Measurements: Five foot nine, 200 pounds
Hometown: Miami, Florida
High School: Miami Central High School
From his days playing for the Central Rockets, Joseph Yearby was one of the most sought after running backs at the high school level. Yearby choose to attend the University of Miami over Alabama, Florida State and West Virginia. Starting his collegiate career as an early enrollee, Yearby looked to run early and as often as the Hurricanes would give him the ball.
As a freshman, Yearby hit the ground and the running lanes hard. While he’s good at getting to the edge of the defense, turning the corner upfield for a big gain, he also possesses a good pair of hands that defenses have to respect when he comes out of the backfield on routes.
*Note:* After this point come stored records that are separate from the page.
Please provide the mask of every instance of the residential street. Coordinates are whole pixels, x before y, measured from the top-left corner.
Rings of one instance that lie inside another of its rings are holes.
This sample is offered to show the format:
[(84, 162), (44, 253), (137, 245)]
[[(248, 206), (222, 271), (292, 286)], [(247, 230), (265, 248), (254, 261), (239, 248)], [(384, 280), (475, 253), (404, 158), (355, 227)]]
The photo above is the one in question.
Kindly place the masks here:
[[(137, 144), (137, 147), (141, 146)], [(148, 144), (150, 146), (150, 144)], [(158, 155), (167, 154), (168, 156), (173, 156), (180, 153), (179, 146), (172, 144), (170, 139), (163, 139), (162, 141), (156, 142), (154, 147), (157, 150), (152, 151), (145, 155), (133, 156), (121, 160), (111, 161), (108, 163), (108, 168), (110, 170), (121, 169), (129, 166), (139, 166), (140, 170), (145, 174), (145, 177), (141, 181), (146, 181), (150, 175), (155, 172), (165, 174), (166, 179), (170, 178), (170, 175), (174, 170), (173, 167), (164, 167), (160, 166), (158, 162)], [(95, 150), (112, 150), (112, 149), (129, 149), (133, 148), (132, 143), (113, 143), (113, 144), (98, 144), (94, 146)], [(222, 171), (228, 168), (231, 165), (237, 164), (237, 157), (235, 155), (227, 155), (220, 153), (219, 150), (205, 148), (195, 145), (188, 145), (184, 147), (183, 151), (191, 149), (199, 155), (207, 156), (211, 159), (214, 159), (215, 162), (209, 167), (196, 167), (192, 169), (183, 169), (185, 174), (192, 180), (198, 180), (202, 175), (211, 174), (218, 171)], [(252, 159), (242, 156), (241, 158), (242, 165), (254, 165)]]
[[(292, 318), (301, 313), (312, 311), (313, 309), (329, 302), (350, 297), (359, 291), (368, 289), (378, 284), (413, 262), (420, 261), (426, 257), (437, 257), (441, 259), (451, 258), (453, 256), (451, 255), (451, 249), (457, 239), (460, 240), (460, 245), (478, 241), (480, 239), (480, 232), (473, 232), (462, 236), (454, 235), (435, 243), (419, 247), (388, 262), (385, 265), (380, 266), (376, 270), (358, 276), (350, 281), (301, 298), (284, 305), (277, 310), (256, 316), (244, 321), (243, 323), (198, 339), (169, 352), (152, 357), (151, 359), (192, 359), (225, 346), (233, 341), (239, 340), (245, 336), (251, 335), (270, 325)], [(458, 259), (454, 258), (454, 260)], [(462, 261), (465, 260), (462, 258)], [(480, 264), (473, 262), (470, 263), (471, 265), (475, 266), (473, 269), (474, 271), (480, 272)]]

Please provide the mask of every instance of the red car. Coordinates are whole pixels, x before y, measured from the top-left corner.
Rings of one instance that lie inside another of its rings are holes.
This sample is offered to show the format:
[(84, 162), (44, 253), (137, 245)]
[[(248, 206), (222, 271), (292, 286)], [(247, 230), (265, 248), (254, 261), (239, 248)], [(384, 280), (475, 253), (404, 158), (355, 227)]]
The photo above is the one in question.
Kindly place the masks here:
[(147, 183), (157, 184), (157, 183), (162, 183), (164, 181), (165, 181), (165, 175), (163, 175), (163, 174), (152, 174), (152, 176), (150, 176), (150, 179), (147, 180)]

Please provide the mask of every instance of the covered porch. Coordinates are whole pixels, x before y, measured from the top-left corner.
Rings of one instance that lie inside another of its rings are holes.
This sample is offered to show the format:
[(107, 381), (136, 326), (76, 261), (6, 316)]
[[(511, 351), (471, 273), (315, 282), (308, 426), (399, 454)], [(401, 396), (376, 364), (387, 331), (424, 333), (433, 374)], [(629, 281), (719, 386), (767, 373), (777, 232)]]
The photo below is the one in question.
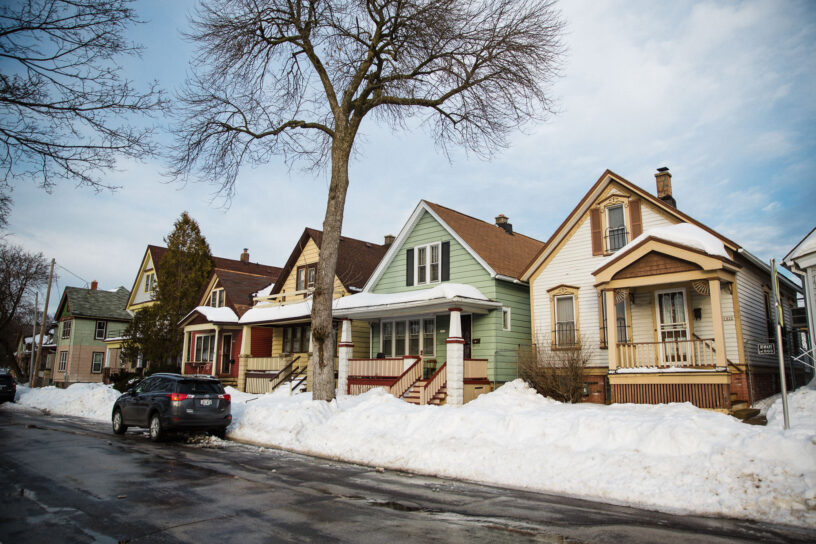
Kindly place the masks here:
[(711, 245), (645, 237), (593, 273), (612, 402), (730, 408), (739, 265)]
His first touchdown as a Miami Hurricane came through the air against Duke. His first time running into the end zone would follow weeks later, when he ran for 104 rushing yards on 22 carries. Yearby would tally 509 rushing yards with a 5.92 yards per carry average, adding eight receptions for 118 yards in 2014. Not too shabby for a rookie who split carries with Miami's all-time leading rusher, Duke Johnson.
After Duke Johnson declared for the NFL Draft as an early entrant, it appeared that Yearby would jump into the starting role at tailback. Yearby met and surpassed expectations in his sophomore season. In three of the first four games of the 2015 season, Yearby either rushed for a touchdown or surpassed the century mark. He is the third back since 2011 to surpass 1,000 rushing yards in a season, the others being Duke Johnson (2014) and Lamar Miller (2011). That season, he had 205 attempts for 1,002 yards, with a yards per carry average of 4.89. His 23 receptions ranked fourth on the team that season, and his 11.78 yards per catch average placed him sixth.
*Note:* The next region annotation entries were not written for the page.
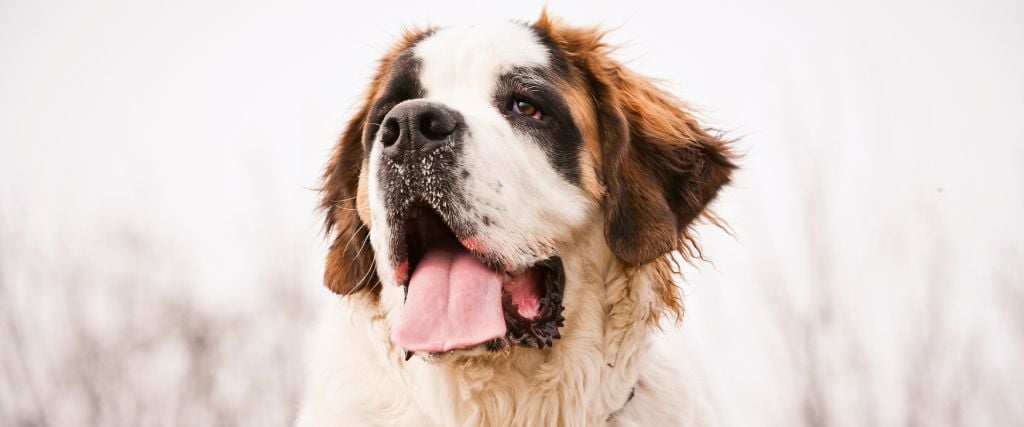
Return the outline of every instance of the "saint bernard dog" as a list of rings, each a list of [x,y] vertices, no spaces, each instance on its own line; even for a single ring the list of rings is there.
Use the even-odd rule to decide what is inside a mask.
[[[714,422],[652,345],[734,157],[610,50],[542,13],[383,56],[324,175],[339,297],[298,425]]]

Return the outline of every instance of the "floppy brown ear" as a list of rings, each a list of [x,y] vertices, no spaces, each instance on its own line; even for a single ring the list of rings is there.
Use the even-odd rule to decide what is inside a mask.
[[[404,29],[401,37],[381,57],[362,103],[345,126],[324,172],[321,209],[326,213],[324,229],[331,241],[324,285],[337,294],[380,293],[374,249],[369,243],[370,213],[362,205],[367,198],[365,182],[360,185],[360,179],[365,179],[361,172],[367,161],[366,150],[369,150],[364,143],[367,118],[394,58],[432,31],[430,28]]]
[[[340,295],[372,290],[378,283],[374,250],[367,242],[370,227],[358,215],[359,174],[365,159],[362,133],[369,103],[366,101],[348,121],[324,172],[321,209],[326,212],[324,228],[331,240],[324,285]]]
[[[594,70],[602,132],[605,237],[642,265],[683,249],[688,229],[735,169],[728,142],[686,105],[606,57]]]

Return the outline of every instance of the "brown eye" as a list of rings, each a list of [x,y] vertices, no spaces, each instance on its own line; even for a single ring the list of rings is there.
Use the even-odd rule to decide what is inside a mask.
[[[534,119],[541,120],[541,111],[534,106],[532,103],[526,102],[522,99],[512,99],[512,111],[521,114],[523,116],[529,116]]]

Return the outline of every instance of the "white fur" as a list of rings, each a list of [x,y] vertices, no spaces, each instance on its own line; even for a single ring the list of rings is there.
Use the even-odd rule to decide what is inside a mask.
[[[465,117],[466,217],[480,230],[480,243],[510,265],[562,258],[562,338],[544,350],[513,347],[407,361],[388,339],[404,296],[390,263],[378,262],[379,303],[358,294],[327,309],[312,343],[298,425],[709,425],[694,383],[673,369],[685,360],[650,350],[653,268],[628,267],[611,254],[598,203],[562,179],[543,148],[492,104],[501,73],[547,61],[535,35],[513,24],[453,28],[422,41],[415,52],[426,98]],[[376,177],[381,162],[372,152],[364,173]],[[375,178],[368,180],[375,224],[385,223],[381,190]],[[382,261],[389,251],[386,228],[370,232]]]

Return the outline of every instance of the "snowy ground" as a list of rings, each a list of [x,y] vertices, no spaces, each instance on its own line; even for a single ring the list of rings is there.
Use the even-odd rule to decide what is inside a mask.
[[[286,424],[376,56],[540,7],[0,0],[0,424]],[[667,7],[550,2],[742,136],[667,328],[722,417],[1024,424],[1024,3]]]

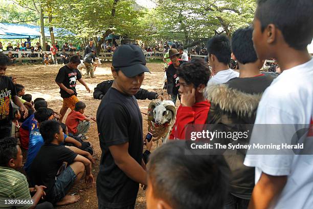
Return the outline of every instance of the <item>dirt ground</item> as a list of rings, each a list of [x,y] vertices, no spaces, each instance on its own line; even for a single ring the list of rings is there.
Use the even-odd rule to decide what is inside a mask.
[[[92,90],[91,93],[88,93],[85,87],[80,83],[78,83],[76,86],[78,98],[86,104],[85,112],[87,114],[96,116],[100,100],[93,98],[93,90],[98,83],[103,80],[113,78],[109,68],[110,64],[110,62],[106,62],[98,66],[95,73],[96,78],[84,79]],[[156,91],[161,94],[163,87],[163,65],[161,63],[147,63],[147,66],[151,74],[146,73],[141,88],[149,91]],[[54,80],[59,69],[62,66],[61,65],[44,66],[41,64],[10,66],[7,70],[6,75],[16,76],[17,83],[22,84],[25,87],[26,93],[32,94],[33,100],[37,97],[44,98],[48,102],[49,108],[59,112],[62,106],[62,100],[59,93],[59,87]],[[146,113],[150,100],[147,99],[138,100],[138,101],[141,112]],[[69,112],[68,110],[67,114]],[[145,136],[147,133],[147,123],[145,119],[147,116],[144,114],[142,115],[144,136]],[[99,163],[101,154],[97,130],[96,123],[92,121],[91,130],[86,134],[89,137],[88,141],[94,144],[95,152],[94,157],[96,160],[93,165],[93,174],[95,179],[99,171]],[[154,146],[152,147],[152,152],[153,148]],[[80,183],[74,186],[70,192],[70,194],[74,193],[80,196],[81,199],[78,202],[58,208],[90,209],[98,208],[96,185],[93,187],[88,187],[83,181],[81,180]],[[140,209],[146,208],[145,192],[141,189],[140,189],[138,193],[136,208]]]

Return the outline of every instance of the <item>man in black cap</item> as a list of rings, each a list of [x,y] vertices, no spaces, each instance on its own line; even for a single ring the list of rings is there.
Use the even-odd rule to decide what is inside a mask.
[[[92,49],[91,52],[87,54],[84,57],[84,64],[86,67],[86,77],[85,78],[94,78],[94,66],[93,64],[96,61],[96,50]],[[90,76],[89,73],[90,72]]]
[[[142,116],[133,95],[144,73],[150,71],[136,45],[122,45],[113,59],[114,81],[97,113],[102,152],[97,179],[98,208],[133,208],[139,183],[147,185]]]
[[[167,94],[169,98],[176,104],[177,96],[178,95],[180,88],[180,78],[177,75],[177,69],[180,66],[186,61],[179,59],[181,54],[177,49],[171,49],[169,51],[168,57],[171,59],[171,64],[166,70],[166,79],[167,80]]]

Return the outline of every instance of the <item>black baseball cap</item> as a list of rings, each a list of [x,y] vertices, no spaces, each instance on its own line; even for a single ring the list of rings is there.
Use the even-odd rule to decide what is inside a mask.
[[[122,45],[118,47],[113,54],[112,66],[114,68],[121,70],[128,77],[145,72],[150,73],[146,63],[142,50],[137,45]]]

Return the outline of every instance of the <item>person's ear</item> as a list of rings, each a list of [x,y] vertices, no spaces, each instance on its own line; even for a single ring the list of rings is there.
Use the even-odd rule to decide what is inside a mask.
[[[158,200],[156,202],[156,208],[157,209],[172,209],[172,207],[170,206],[166,202],[164,202],[162,200]]]
[[[236,56],[235,56],[235,55],[234,54],[234,53],[233,52],[232,52],[232,56],[232,56],[232,59],[233,59],[235,61],[236,61],[237,60],[237,58],[236,58]]]
[[[117,72],[116,71],[113,66],[111,66],[111,72],[112,72],[113,77],[116,79],[117,77]]]
[[[10,168],[15,167],[15,160],[14,158],[11,158],[10,160],[9,160],[9,162],[8,162],[8,166]]]
[[[199,93],[203,93],[204,89],[206,88],[206,86],[204,84],[200,84],[197,87],[196,91]]]
[[[269,24],[265,29],[266,42],[272,44],[275,42],[277,36],[276,26],[274,24]]]

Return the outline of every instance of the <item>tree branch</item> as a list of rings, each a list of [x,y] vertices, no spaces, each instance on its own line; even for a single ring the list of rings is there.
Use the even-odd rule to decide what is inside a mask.
[[[208,40],[210,39],[210,38],[202,38],[197,41],[194,41],[191,44],[190,44],[188,45],[186,45],[184,46],[184,49],[187,49],[189,47],[194,47],[196,45],[197,45],[198,44],[200,44],[201,43],[203,43],[204,42],[206,41],[207,40]]]
[[[34,10],[34,9],[32,9],[32,8],[30,8],[30,7],[27,7],[27,6],[25,6],[25,5],[24,5],[24,6],[22,6],[22,5],[20,5],[19,4],[18,4],[18,3],[17,3],[17,2],[15,2],[15,1],[13,1],[13,0],[11,0],[11,1],[12,1],[12,2],[13,2],[13,3],[14,3],[14,4],[16,4],[16,5],[17,5],[19,6],[20,7],[24,7],[24,8],[26,8],[26,9],[30,9],[30,10],[32,10],[32,11],[35,11],[35,12],[36,12],[36,11],[36,11],[35,10]]]
[[[18,21],[17,22],[14,22],[14,23],[12,23],[13,24],[16,24],[16,23],[25,23],[25,22],[33,22],[33,21],[35,21],[35,20],[37,20],[39,19],[40,19],[39,17],[38,18],[36,18],[35,19],[30,19],[29,20],[22,20],[22,21]]]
Yearby did his best in an offense that leaned more to the pass than to the run during that 2015 season, and he was able to put together a respectable season.
Entering the 2016 season, there was belief that Miami would place a greater emphasis on running the ball, with Yearby being the lead back or, at worse, a co-starter with Mark Walton. It was Walton, however, who took the ball and ran away from not only defenders but also the rest of the RBs on the roster. Each season is unique, so comparing Yearby’s sophomore year to his 2016 junior season is a difficult task.
Looking at his numbers alone, it would appear that Yearby was the number two back behind Walton, with his 102 carries for 608 rushing yards, seven TDs, and 5.96 yards per carry average. Gus Edwards would be the third back in terms of carries, with 59 rushing attempts. However, Walton got the workhorse label, and Gus Edwards saw his reps increase in the latter half of the season at the expense of Yearby.
In an Instagram post before the conclusion of the regular season, Yearby announced that the upcoming home game would be his last before taking the post down. He was a man of his word, officially declaring at the beginning of 2017 his intention to forgo his senior season to enter the NFL draft.
A portion of the Miami fanbase and draft evaluating community were puzzled why Yearby would declare for the draft after the 2016 season. Here are some possible reasons: the lifespan of running backs are always hard to assess, he may want to earn more for his young family, and he’s drummed up some interest from teams at the pro level according to Barry Jackson of the Miami Herald.
Yearby looked to make his mark at UM’s Pro Day. Those on hand recorded the back’s 40-yard dash time as 4.70–4.74. Anyone who watches his film can see that Yearby runs much faster than that time indicates. Yearby performed well in the rest of the on-field workout.
Best Game Film
Miami Hurricanes vs. Florida Atlantic Owls, September 11, 2015
- Decided to attend Miami over USC, Florida State, Florida, and Alabama
- Has two young children
- Split carries with fellow prospect Dalvin Cook at Miami Central
- Named to All-ACC third team in 2015
In a draft that some are touting as having one of the best running back classes in a decade or longer, Joseph Yearby is set up to be a bargain for whoever selects him. There are many instances of players who get drafted late and use that as motivation throughout their careers. A team will definitely be getting a highly motivated runner when Yearby comes through the building.